A cultural shift is required so that all affected staff members are at ease discussing topics related to sexuality in the elderly and that it becomes an integral element of training. A sexual partner should be made accessible to accommodate home visits for nursing home patients, according to some studies. Wherever feasible, privacy should be maintained, at the very least.
HCPs must also be highly conscious of and in control of their own emotional responses and attitudes toward the patient, avoiding allowing any potential biases to interfere with patient care. When feasible, interdisciplinary teams and proper supervision, such as at a residential facility or on a ward, can help with this.
What contributes to the decline in older individuals’ sexual function and interest?
Overall physical condition
It has been hypothesised that health issues faced by the participant or their spouse, rather than age per se, were more likely to cause a change in the significance given to sex. Lower senior sex desire is related to lower physical health (as perceived by the individual).
Psychological factors
Poor sexual function is a common result of psychological issues like depression and its therapy in people of all ages. Nevertheless, in depressed older patients, sexual problems may go unrecognised or receive insufficient care compared to that younger patient.
According to this study, psychiatrists are less willing to question older patients who appear with depressed symptoms about their sex life than younger patients are, and they are also less willing to send them to the correct treatment if sexual dysfunction is found.
Sexual dysfunction in men
The most common and age-related contributing factors of male sexual dysfunction are ED and hypogonadism.

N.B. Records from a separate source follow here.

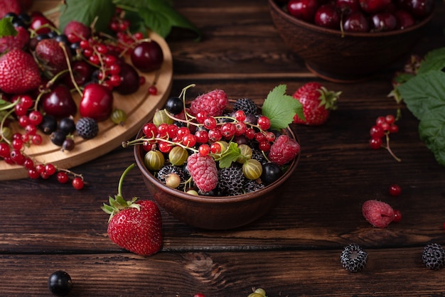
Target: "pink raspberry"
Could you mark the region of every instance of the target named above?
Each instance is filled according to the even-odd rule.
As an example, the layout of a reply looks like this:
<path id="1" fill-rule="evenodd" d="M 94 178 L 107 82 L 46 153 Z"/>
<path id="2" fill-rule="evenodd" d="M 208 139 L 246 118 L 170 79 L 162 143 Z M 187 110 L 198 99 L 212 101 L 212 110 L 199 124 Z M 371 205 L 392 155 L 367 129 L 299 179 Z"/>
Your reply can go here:
<path id="1" fill-rule="evenodd" d="M 227 95 L 224 91 L 214 90 L 198 96 L 191 102 L 190 110 L 194 115 L 200 112 L 206 112 L 210 117 L 218 117 L 222 114 L 228 103 Z"/>
<path id="2" fill-rule="evenodd" d="M 300 153 L 300 144 L 288 136 L 280 135 L 271 146 L 269 159 L 277 165 L 284 165 Z"/>
<path id="3" fill-rule="evenodd" d="M 362 212 L 365 219 L 377 228 L 385 228 L 394 220 L 394 210 L 382 201 L 365 201 L 362 206 Z"/>
<path id="4" fill-rule="evenodd" d="M 210 155 L 195 153 L 187 158 L 187 169 L 196 186 L 202 192 L 210 192 L 218 185 L 218 169 Z"/>

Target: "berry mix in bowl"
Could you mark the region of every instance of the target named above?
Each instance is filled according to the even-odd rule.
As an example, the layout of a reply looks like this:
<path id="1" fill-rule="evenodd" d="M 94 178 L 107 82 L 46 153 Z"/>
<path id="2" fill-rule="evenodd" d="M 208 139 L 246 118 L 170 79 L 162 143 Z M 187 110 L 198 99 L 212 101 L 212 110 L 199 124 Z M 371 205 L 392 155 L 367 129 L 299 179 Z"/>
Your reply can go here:
<path id="1" fill-rule="evenodd" d="M 134 140 L 136 163 L 156 202 L 194 227 L 225 230 L 261 217 L 278 202 L 295 171 L 300 144 L 289 128 L 298 100 L 285 85 L 262 107 L 230 100 L 221 90 L 189 102 L 171 97 Z"/>
<path id="2" fill-rule="evenodd" d="M 406 58 L 434 9 L 432 0 L 269 4 L 274 24 L 289 48 L 312 72 L 337 82 L 363 80 Z"/>

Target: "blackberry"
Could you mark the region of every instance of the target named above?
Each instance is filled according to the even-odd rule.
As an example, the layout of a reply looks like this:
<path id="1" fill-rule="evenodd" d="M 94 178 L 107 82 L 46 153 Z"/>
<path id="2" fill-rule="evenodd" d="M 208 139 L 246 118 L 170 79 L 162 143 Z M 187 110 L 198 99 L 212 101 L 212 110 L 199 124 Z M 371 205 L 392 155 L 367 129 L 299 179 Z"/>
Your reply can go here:
<path id="1" fill-rule="evenodd" d="M 251 99 L 238 99 L 233 105 L 233 110 L 242 110 L 246 114 L 256 114 L 257 104 Z"/>
<path id="2" fill-rule="evenodd" d="M 422 254 L 422 259 L 425 266 L 430 269 L 441 269 L 444 267 L 445 262 L 445 251 L 440 244 L 427 244 Z"/>
<path id="3" fill-rule="evenodd" d="M 262 189 L 265 186 L 264 183 L 258 183 L 255 180 L 249 180 L 247 183 L 244 185 L 244 190 L 245 193 L 252 193 Z"/>
<path id="4" fill-rule="evenodd" d="M 91 139 L 99 133 L 99 126 L 94 119 L 82 117 L 76 123 L 76 132 L 82 139 Z"/>
<path id="5" fill-rule="evenodd" d="M 166 165 L 159 169 L 159 171 L 156 173 L 156 178 L 160 182 L 166 183 L 166 176 L 170 173 L 176 173 L 181 178 L 181 183 L 186 181 L 185 175 L 181 168 L 174 165 Z"/>
<path id="6" fill-rule="evenodd" d="M 242 194 L 242 188 L 247 181 L 242 168 L 238 166 L 222 168 L 218 172 L 220 190 L 227 196 Z"/>
<path id="7" fill-rule="evenodd" d="M 345 247 L 340 261 L 345 269 L 350 272 L 358 272 L 366 266 L 368 253 L 356 244 L 350 244 Z"/>

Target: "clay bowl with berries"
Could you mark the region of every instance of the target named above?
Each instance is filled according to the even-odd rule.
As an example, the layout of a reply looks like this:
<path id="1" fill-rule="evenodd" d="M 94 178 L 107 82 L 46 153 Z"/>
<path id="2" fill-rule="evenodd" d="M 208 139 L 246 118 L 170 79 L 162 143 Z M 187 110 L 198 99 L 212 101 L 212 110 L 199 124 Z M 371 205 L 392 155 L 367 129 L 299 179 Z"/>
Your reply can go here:
<path id="1" fill-rule="evenodd" d="M 288 48 L 311 72 L 336 82 L 363 80 L 405 62 L 434 9 L 432 0 L 317 3 L 269 0 L 272 21 Z"/>
<path id="2" fill-rule="evenodd" d="M 170 99 L 167 100 L 167 104 L 168 104 L 169 100 Z M 227 112 L 232 112 L 232 114 L 233 114 L 234 109 L 232 107 L 232 106 L 226 108 L 225 114 L 227 114 Z M 232 117 L 234 116 L 232 115 Z M 156 115 L 155 114 L 156 117 Z M 245 120 L 241 119 L 240 121 Z M 205 142 L 204 145 L 200 145 L 198 143 L 193 145 L 191 148 L 187 148 L 183 151 L 182 148 L 177 144 L 179 143 L 177 137 L 180 132 L 178 132 L 177 134 L 175 134 L 175 136 L 173 138 L 166 138 L 170 139 L 171 143 L 174 143 L 173 145 L 173 148 L 168 153 L 159 153 L 159 149 L 164 151 L 163 146 L 159 146 L 160 142 L 162 142 L 162 141 L 158 141 L 154 146 L 149 144 L 149 143 L 155 143 L 156 142 L 156 141 L 146 141 L 148 135 L 154 135 L 154 133 L 147 132 L 151 129 L 148 128 L 147 126 L 151 125 L 153 126 L 153 122 L 146 124 L 139 132 L 136 139 L 130 141 L 133 144 L 137 144 L 134 146 L 133 150 L 136 163 L 141 172 L 144 183 L 154 200 L 161 207 L 180 221 L 195 227 L 210 230 L 230 230 L 247 225 L 263 217 L 278 204 L 280 195 L 284 190 L 286 183 L 297 167 L 300 156 L 299 143 L 295 133 L 289 127 L 280 129 L 279 131 L 275 131 L 274 136 L 272 136 L 272 138 L 275 137 L 275 139 L 274 140 L 271 139 L 269 144 L 274 146 L 274 143 L 279 142 L 278 139 L 286 139 L 288 141 L 286 143 L 286 145 L 287 144 L 292 144 L 293 148 L 297 148 L 294 151 L 294 155 L 290 158 L 283 161 L 286 162 L 285 163 L 283 164 L 282 162 L 277 161 L 280 164 L 277 165 L 272 163 L 272 160 L 274 159 L 274 156 L 272 156 L 270 153 L 269 159 L 263 159 L 261 162 L 258 161 L 257 163 L 252 161 L 254 158 L 253 155 L 255 153 L 252 151 L 249 153 L 250 148 L 247 148 L 247 145 L 246 146 L 243 146 L 245 144 L 243 141 L 236 144 L 234 144 L 235 139 L 233 138 L 230 138 L 230 140 L 229 140 L 222 137 L 220 141 L 215 142 L 210 140 Z M 235 122 L 237 122 L 237 120 L 235 120 Z M 168 129 L 168 131 L 171 131 L 171 126 L 170 126 L 171 128 Z M 250 126 L 250 124 L 247 124 L 247 126 Z M 183 127 L 180 129 L 183 129 Z M 223 128 L 221 127 L 220 129 L 225 131 Z M 198 136 L 198 131 L 205 130 L 209 132 L 211 139 L 213 137 L 212 133 L 210 132 L 211 129 L 198 128 L 194 132 L 194 135 L 200 138 L 201 136 Z M 257 133 L 263 133 L 264 135 L 266 135 L 267 133 L 265 129 L 262 130 L 261 132 L 258 132 L 260 129 L 256 129 L 256 130 Z M 161 126 L 159 126 L 156 132 L 158 135 L 157 139 L 161 139 L 163 137 L 161 135 Z M 178 131 L 179 131 L 179 130 Z M 186 146 L 187 144 L 185 144 L 184 141 L 186 136 L 181 136 L 181 137 L 183 146 L 184 145 Z M 145 141 L 143 139 L 145 139 Z M 254 141 L 254 139 L 252 141 Z M 222 148 L 221 148 L 220 144 L 224 142 L 226 144 L 225 146 L 222 145 Z M 248 146 L 252 146 L 252 148 L 254 147 L 254 145 L 252 144 L 252 142 L 248 143 L 250 144 Z M 217 144 L 213 146 L 210 144 Z M 201 146 L 206 147 L 205 144 L 208 144 L 211 148 L 210 153 L 205 151 L 205 149 L 201 150 Z M 282 144 L 279 145 L 281 146 Z M 239 182 L 234 181 L 237 180 L 235 177 L 239 177 L 240 174 L 243 174 L 237 173 L 239 171 L 242 170 L 240 169 L 242 167 L 240 163 L 235 161 L 237 159 L 237 157 L 235 157 L 235 159 L 233 159 L 233 155 L 232 155 L 232 163 L 229 161 L 226 165 L 230 164 L 230 166 L 225 169 L 221 168 L 221 164 L 224 158 L 222 156 L 228 156 L 223 152 L 230 151 L 232 146 L 235 148 L 240 148 L 242 155 L 249 156 L 242 161 L 244 162 L 242 164 L 242 173 L 245 172 L 244 166 L 247 165 L 246 168 L 249 169 L 246 171 L 249 173 L 240 177 L 244 180 L 242 183 L 243 185 L 241 186 L 239 185 L 240 185 Z M 215 147 L 216 147 L 216 150 L 213 151 Z M 243 148 L 241 148 L 242 147 Z M 177 150 L 178 151 L 173 153 L 173 150 Z M 254 150 L 257 150 L 257 147 L 255 147 Z M 179 156 L 178 155 L 178 151 L 186 151 L 186 156 L 178 157 Z M 247 153 L 245 153 L 246 151 Z M 257 151 L 257 153 L 259 151 Z M 269 151 L 272 151 L 272 146 Z M 212 152 L 215 152 L 215 153 L 213 154 Z M 160 156 L 160 154 L 163 156 Z M 259 152 L 259 154 L 261 155 L 262 153 Z M 157 156 L 154 158 L 147 158 L 148 155 L 157 155 Z M 178 160 L 181 158 L 183 158 L 183 161 L 186 160 L 186 161 L 180 163 L 178 166 L 173 166 L 170 163 L 176 164 L 177 163 L 173 162 L 173 160 Z M 198 158 L 202 158 L 198 161 L 197 161 Z M 203 161 L 205 158 L 207 159 Z M 260 158 L 258 158 L 258 155 L 256 155 L 254 158 L 260 160 Z M 209 161 L 209 159 L 212 161 Z M 218 169 L 215 169 L 215 171 L 218 171 L 215 173 L 216 176 L 218 176 L 215 178 L 218 180 L 210 178 L 208 178 L 205 183 L 203 183 L 201 180 L 200 182 L 200 184 L 198 184 L 198 182 L 196 180 L 197 176 L 200 174 L 198 171 L 208 170 L 208 172 L 210 172 L 208 175 L 212 176 L 213 174 L 212 172 L 214 171 L 211 169 L 208 169 L 205 166 L 211 167 L 215 159 L 220 160 L 216 162 L 215 168 Z M 247 159 L 250 161 L 247 161 Z M 253 168 L 250 168 L 247 164 L 250 165 L 250 161 L 253 164 L 259 164 L 259 167 L 262 167 L 259 173 L 257 173 L 257 175 L 256 176 L 254 176 L 255 173 L 254 172 L 256 172 L 258 168 L 254 166 Z M 157 168 L 151 170 L 154 166 L 156 166 L 155 164 L 156 163 L 159 163 Z M 198 163 L 200 165 L 197 165 Z M 203 165 L 204 163 L 205 165 Z M 169 166 L 170 168 L 165 171 L 165 168 Z M 183 171 L 183 173 L 172 170 L 172 166 L 177 168 L 180 171 Z M 197 170 L 197 166 L 199 167 L 198 170 Z M 181 178 L 181 185 L 176 188 L 174 187 L 178 185 L 178 183 L 172 185 L 170 181 L 172 180 L 173 183 L 174 183 L 175 178 L 168 180 L 171 176 L 168 173 L 178 173 L 181 176 L 183 176 L 182 175 L 185 176 L 185 177 Z M 245 176 L 249 176 L 249 174 L 253 174 L 254 176 L 246 178 Z M 173 176 L 177 176 L 175 174 Z M 201 177 L 199 178 L 202 178 L 203 176 L 200 176 Z M 183 180 L 186 180 L 186 182 L 184 183 Z M 179 183 L 179 180 L 178 180 L 178 183 Z M 217 184 L 215 184 L 215 183 L 217 183 Z M 213 186 L 206 188 L 208 187 L 209 184 L 213 184 Z M 250 185 L 247 185 L 248 184 Z M 227 195 L 227 193 L 230 194 Z"/>

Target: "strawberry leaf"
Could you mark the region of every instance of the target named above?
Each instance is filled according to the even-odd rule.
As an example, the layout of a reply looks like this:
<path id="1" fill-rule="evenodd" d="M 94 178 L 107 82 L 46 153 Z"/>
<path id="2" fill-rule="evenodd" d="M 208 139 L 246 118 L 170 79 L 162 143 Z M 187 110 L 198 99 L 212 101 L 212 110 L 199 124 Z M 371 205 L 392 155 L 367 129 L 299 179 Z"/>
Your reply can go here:
<path id="1" fill-rule="evenodd" d="M 286 94 L 286 85 L 277 86 L 269 92 L 262 106 L 262 114 L 270 119 L 270 127 L 275 129 L 286 128 L 297 114 L 301 119 L 303 106 L 292 96 Z"/>
<path id="2" fill-rule="evenodd" d="M 236 161 L 240 156 L 241 150 L 238 148 L 238 144 L 236 142 L 230 142 L 227 149 L 221 154 L 221 157 L 218 159 L 220 168 L 228 168 L 232 162 Z"/>
<path id="3" fill-rule="evenodd" d="M 111 0 L 65 0 L 64 2 L 60 6 L 59 18 L 61 31 L 70 21 L 90 26 L 96 18 L 95 29 L 100 32 L 109 31 L 108 25 L 116 9 Z"/>
<path id="4" fill-rule="evenodd" d="M 12 24 L 12 18 L 3 18 L 0 19 L 0 37 L 15 36 L 18 33 L 17 30 Z"/>

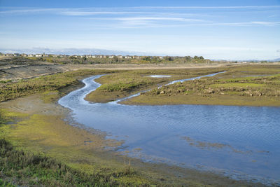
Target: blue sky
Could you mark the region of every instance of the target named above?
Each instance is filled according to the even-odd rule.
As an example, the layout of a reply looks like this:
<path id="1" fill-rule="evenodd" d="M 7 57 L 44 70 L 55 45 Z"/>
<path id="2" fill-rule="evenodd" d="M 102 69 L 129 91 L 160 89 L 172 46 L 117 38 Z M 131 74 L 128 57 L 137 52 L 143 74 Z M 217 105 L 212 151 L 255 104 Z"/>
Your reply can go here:
<path id="1" fill-rule="evenodd" d="M 280 57 L 280 1 L 0 0 L 0 48 Z"/>

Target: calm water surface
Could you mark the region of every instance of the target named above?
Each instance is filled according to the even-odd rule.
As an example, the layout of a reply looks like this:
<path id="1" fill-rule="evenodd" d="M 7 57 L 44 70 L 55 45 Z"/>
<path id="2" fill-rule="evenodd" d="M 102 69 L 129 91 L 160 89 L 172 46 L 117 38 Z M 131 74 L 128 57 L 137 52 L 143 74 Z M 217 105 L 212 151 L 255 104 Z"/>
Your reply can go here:
<path id="1" fill-rule="evenodd" d="M 84 79 L 84 88 L 59 103 L 76 122 L 124 140 L 121 150 L 130 156 L 280 185 L 280 107 L 85 101 L 100 76 Z"/>

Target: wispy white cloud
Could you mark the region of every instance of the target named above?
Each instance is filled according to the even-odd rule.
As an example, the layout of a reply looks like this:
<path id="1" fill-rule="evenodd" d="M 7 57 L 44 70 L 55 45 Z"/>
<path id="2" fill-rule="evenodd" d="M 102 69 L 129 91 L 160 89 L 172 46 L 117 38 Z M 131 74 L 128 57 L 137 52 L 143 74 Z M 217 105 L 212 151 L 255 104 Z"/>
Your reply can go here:
<path id="1" fill-rule="evenodd" d="M 144 14 L 146 12 L 118 12 L 118 11 L 62 11 L 65 15 L 125 15 L 125 14 Z"/>
<path id="2" fill-rule="evenodd" d="M 164 17 L 132 17 L 132 18 L 118 18 L 115 20 L 120 21 L 139 21 L 139 20 L 169 20 L 180 22 L 204 22 L 202 20 L 188 19 L 183 18 L 164 18 Z"/>
<path id="3" fill-rule="evenodd" d="M 26 14 L 53 13 L 65 15 L 91 15 L 97 14 L 131 14 L 147 13 L 147 12 L 135 12 L 135 10 L 164 10 L 164 9 L 267 9 L 279 8 L 280 6 L 136 6 L 136 7 L 117 7 L 117 8 L 17 8 L 15 9 L 5 8 L 0 11 L 0 14 Z M 97 11 L 99 10 L 99 11 Z M 102 11 L 100 11 L 102 10 Z M 112 11 L 113 10 L 113 11 Z M 123 10 L 130 10 L 123 11 Z"/>
<path id="4" fill-rule="evenodd" d="M 244 9 L 244 8 L 276 8 L 280 6 L 135 6 L 143 9 Z"/>
<path id="5" fill-rule="evenodd" d="M 200 25 L 207 26 L 207 25 L 228 25 L 228 26 L 279 26 L 280 22 L 262 22 L 262 21 L 254 21 L 254 22 L 213 22 L 201 24 Z"/>

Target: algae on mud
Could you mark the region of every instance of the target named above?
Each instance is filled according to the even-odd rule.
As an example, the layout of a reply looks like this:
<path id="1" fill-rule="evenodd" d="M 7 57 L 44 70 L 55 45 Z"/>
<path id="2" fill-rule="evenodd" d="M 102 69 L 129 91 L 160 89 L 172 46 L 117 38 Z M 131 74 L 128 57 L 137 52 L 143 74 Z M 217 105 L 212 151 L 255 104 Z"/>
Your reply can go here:
<path id="1" fill-rule="evenodd" d="M 223 69 L 227 69 L 227 68 Z M 146 75 L 159 73 L 170 74 L 170 71 L 172 71 L 172 74 L 186 78 L 220 71 L 220 69 L 211 69 L 202 72 L 196 71 L 190 71 L 191 72 L 190 74 L 186 69 L 145 70 L 133 72 Z M 74 85 L 74 88 L 76 88 L 80 86 L 78 83 L 78 78 L 72 79 L 76 76 L 84 77 L 86 75 L 108 72 L 80 71 L 67 74 L 69 74 L 71 78 L 69 81 L 71 83 L 76 83 Z M 130 74 L 130 72 L 127 71 L 126 74 Z M 6 100 L 14 99 L 18 96 L 36 94 L 27 97 L 1 102 L 0 106 L 1 109 L 4 109 L 4 111 L 1 111 L 1 116 L 5 117 L 5 119 L 3 120 L 5 123 L 2 123 L 4 124 L 1 127 L 1 137 L 10 141 L 18 149 L 23 148 L 24 151 L 32 153 L 44 153 L 43 154 L 57 159 L 59 162 L 64 163 L 67 167 L 98 175 L 101 178 L 101 182 L 104 183 L 109 181 L 112 182 L 111 183 L 115 182 L 118 184 L 134 186 L 189 185 L 192 186 L 225 186 L 230 183 L 233 186 L 240 186 L 250 184 L 246 181 L 235 181 L 211 173 L 204 173 L 160 164 L 143 163 L 137 159 L 118 155 L 111 151 L 104 151 L 104 147 L 111 146 L 113 148 L 115 145 L 119 145 L 120 142 L 105 140 L 102 134 L 96 131 L 90 133 L 85 129 L 69 125 L 69 122 L 64 120 L 67 116 L 67 110 L 55 103 L 60 95 L 67 92 L 67 90 L 63 90 L 62 88 L 71 90 L 73 88 L 71 88 L 71 83 L 66 86 L 68 82 L 66 84 L 60 84 L 59 81 L 66 81 L 61 80 L 60 78 L 66 78 L 67 76 L 59 74 L 52 75 L 47 79 L 50 78 L 54 82 L 55 87 L 46 88 L 43 81 L 39 82 L 36 81 L 36 83 L 36 83 L 38 86 L 35 86 L 35 88 L 39 88 L 38 90 L 32 91 L 31 88 L 14 89 L 13 90 L 16 90 L 15 93 L 19 92 L 20 94 L 12 97 L 4 97 L 4 100 Z M 44 80 L 44 77 L 38 79 Z M 28 81 L 32 82 L 33 81 L 27 80 L 27 81 L 28 83 Z M 165 81 L 160 81 L 159 83 L 163 83 Z M 13 83 L 17 84 L 17 83 Z M 24 83 L 23 88 L 26 88 L 25 85 L 28 85 L 28 84 Z M 157 83 L 155 85 L 157 85 Z M 141 90 L 144 88 L 139 87 L 137 89 L 140 88 Z M 127 91 L 125 90 L 125 92 Z M 130 91 L 129 90 L 127 93 L 130 94 Z M 32 109 L 32 106 L 28 106 L 31 104 L 33 104 L 33 106 L 36 106 L 37 107 Z M 6 123 L 6 121 L 11 123 Z M 127 171 L 127 165 L 124 164 L 124 160 L 127 160 L 125 162 L 128 162 L 128 160 L 131 160 L 133 172 L 132 172 L 132 174 L 124 175 L 122 174 Z M 42 184 L 46 183 L 43 183 Z M 254 183 L 254 185 L 262 186 L 260 183 Z"/>
<path id="2" fill-rule="evenodd" d="M 139 91 L 158 88 L 175 80 L 210 74 L 226 69 L 227 68 L 225 67 L 218 69 L 134 70 L 111 74 L 95 80 L 102 85 L 94 92 L 88 94 L 85 100 L 92 102 L 108 102 L 127 97 Z M 147 76 L 158 74 L 172 75 L 172 76 L 160 78 Z"/>
<path id="3" fill-rule="evenodd" d="M 214 77 L 162 86 L 121 103 L 276 106 L 280 106 L 279 97 L 280 66 L 250 65 L 232 67 Z"/>

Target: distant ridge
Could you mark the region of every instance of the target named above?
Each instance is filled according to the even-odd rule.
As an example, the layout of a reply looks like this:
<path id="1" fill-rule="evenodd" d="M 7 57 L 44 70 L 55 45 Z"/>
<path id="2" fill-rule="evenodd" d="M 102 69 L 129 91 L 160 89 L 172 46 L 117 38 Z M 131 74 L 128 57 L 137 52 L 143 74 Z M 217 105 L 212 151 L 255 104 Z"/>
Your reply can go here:
<path id="1" fill-rule="evenodd" d="M 30 49 L 4 49 L 0 48 L 3 53 L 26 53 L 26 54 L 56 54 L 56 55 L 157 55 L 152 53 L 113 50 L 98 48 L 62 48 L 50 49 L 46 48 L 33 48 Z"/>

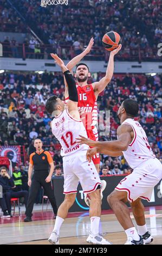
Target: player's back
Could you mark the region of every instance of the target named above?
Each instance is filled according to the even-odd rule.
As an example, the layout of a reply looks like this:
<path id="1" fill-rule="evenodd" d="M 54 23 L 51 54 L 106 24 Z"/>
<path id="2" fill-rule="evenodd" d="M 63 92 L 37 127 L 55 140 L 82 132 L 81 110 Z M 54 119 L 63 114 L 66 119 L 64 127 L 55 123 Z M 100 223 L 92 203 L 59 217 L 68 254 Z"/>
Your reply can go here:
<path id="1" fill-rule="evenodd" d="M 51 121 L 51 129 L 53 134 L 62 146 L 62 156 L 89 148 L 87 145 L 79 145 L 76 142 L 76 138 L 79 135 L 87 138 L 86 130 L 82 121 L 73 118 L 67 109 L 64 109 L 54 118 Z"/>
<path id="2" fill-rule="evenodd" d="M 149 145 L 146 133 L 140 123 L 128 118 L 122 123 L 129 124 L 133 129 L 134 138 L 126 151 L 123 151 L 124 156 L 131 168 L 134 169 L 144 161 L 154 159 L 152 149 Z"/>

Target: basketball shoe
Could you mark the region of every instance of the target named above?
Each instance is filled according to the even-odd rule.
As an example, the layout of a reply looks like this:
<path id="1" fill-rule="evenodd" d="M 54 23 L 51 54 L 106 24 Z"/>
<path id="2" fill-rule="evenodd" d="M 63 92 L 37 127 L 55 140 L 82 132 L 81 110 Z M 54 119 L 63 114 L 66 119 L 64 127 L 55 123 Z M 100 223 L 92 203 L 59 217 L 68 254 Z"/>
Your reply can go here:
<path id="1" fill-rule="evenodd" d="M 59 236 L 57 235 L 56 232 L 53 231 L 48 241 L 53 245 L 59 245 Z"/>
<path id="2" fill-rule="evenodd" d="M 88 237 L 87 239 L 87 242 L 93 245 L 112 245 L 112 243 L 109 241 L 106 240 L 101 235 L 93 235 L 90 232 Z"/>
<path id="3" fill-rule="evenodd" d="M 140 239 L 139 241 L 134 240 L 131 236 L 129 236 L 125 245 L 145 245 L 142 236 L 139 236 Z"/>
<path id="4" fill-rule="evenodd" d="M 141 236 L 142 237 L 142 239 L 144 240 L 144 242 L 145 243 L 151 243 L 151 242 L 153 241 L 153 238 L 151 236 L 151 235 L 148 231 L 146 232 L 144 235 Z"/>
<path id="5" fill-rule="evenodd" d="M 104 180 L 101 180 L 101 200 L 102 200 L 103 198 L 102 192 L 106 187 L 107 183 L 106 183 L 106 181 Z M 89 196 L 89 194 L 87 194 L 87 193 L 85 193 L 85 201 L 87 205 L 90 207 L 90 196 Z"/>

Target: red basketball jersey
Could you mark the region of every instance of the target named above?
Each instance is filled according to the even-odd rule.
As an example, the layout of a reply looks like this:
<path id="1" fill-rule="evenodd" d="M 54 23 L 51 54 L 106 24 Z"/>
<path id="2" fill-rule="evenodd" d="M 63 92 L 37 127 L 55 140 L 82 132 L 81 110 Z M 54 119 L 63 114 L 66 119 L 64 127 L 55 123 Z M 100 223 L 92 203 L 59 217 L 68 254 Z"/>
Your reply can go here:
<path id="1" fill-rule="evenodd" d="M 94 129 L 97 121 L 97 103 L 92 84 L 82 87 L 76 84 L 78 109 L 86 130 Z"/>

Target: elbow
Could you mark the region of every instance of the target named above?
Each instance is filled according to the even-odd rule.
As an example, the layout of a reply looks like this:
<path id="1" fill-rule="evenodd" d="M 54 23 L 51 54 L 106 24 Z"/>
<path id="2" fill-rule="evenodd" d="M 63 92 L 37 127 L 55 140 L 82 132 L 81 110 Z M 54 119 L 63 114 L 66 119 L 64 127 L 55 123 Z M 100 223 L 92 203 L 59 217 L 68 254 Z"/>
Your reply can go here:
<path id="1" fill-rule="evenodd" d="M 124 144 L 121 147 L 121 151 L 126 151 L 127 150 L 127 148 L 128 145 Z"/>
<path id="2" fill-rule="evenodd" d="M 110 77 L 109 76 L 108 76 L 107 77 L 105 77 L 105 84 L 107 86 L 107 84 L 110 82 L 110 81 L 112 80 L 112 77 Z"/>

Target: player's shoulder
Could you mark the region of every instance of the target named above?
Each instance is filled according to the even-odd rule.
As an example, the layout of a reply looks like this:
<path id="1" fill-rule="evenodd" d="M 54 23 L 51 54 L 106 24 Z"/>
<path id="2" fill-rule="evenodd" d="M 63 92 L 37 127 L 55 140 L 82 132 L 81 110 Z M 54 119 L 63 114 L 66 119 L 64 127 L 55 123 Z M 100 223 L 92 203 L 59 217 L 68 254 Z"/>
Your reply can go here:
<path id="1" fill-rule="evenodd" d="M 126 132 L 130 132 L 132 130 L 132 126 L 129 123 L 123 123 L 117 129 L 117 135 L 124 133 Z"/>

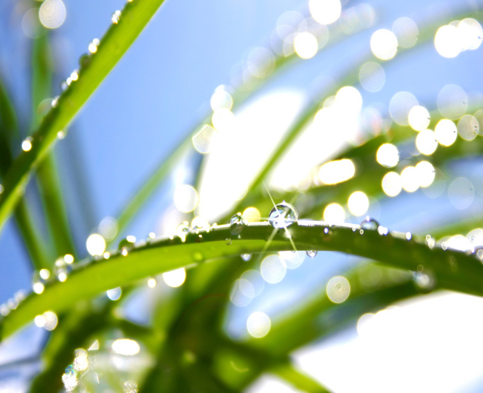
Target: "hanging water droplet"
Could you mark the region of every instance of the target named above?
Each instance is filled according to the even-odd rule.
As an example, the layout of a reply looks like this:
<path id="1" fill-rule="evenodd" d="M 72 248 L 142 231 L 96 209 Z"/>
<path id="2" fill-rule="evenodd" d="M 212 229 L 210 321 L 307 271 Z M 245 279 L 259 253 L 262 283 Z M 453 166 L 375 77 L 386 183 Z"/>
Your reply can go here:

Pharmaceuticals, prostate surgery or illness, diabetes, vascular disease, and other factors are among the numerous recognised causes of erectile dysfunction (ED). Age reduces physiological potency or the capacity to frequently achieve an erection strong enough for sexual activity.
Practical issues
Another reason for declining sex desire and activity as people become older is practical issues, such as being single or having a sick spouse. When elderly persons are placed in institutions and are denied any privacy with their companions, this poses another practical issue.
Sexual dysfunction in women
It is evident that urogenital atrophy, which can also be reflectively described as vaginal irritation, pain, drying, or pain during sex, frequently leads to issues, particularly in post-menopausal women.
It affects daily tasks like riding a bicycle or sitting for extended periods of time, as well as emotional health, interpersonal connections, and self-image. Focus groups were employed in one study to more thoroughly examine how women felt about their symptoms.
Numerous women expressed frustration about what they perceived as an inadequate level of care for female sexual issues, including dryness in comparison to male ED. As mentioned above, physical health issues, including urinary leakage and malignancies, as well as their medical cures, have a significant impact on older women’s sexuality.
Conclusion
While they are expected to have issues, many elderly adults lead active sexual lives. In general, the healthcare setting is not conducive to sex-related conversations, and many individuals find it very hard and uncomfortable to discuss sexual issues with HCPs.
On the other hand, many HCPs think that their elderly patients shouldn’t be engaged in sexual activity. HCPs who work with seniors need further training in order to educate them about sex for older people and teach them the appropriate communication techniques.
In conclusion, HCPs should treat sexual issues in older persons with compassion and practicality, taking into account the individual variances in sexual desire and activity.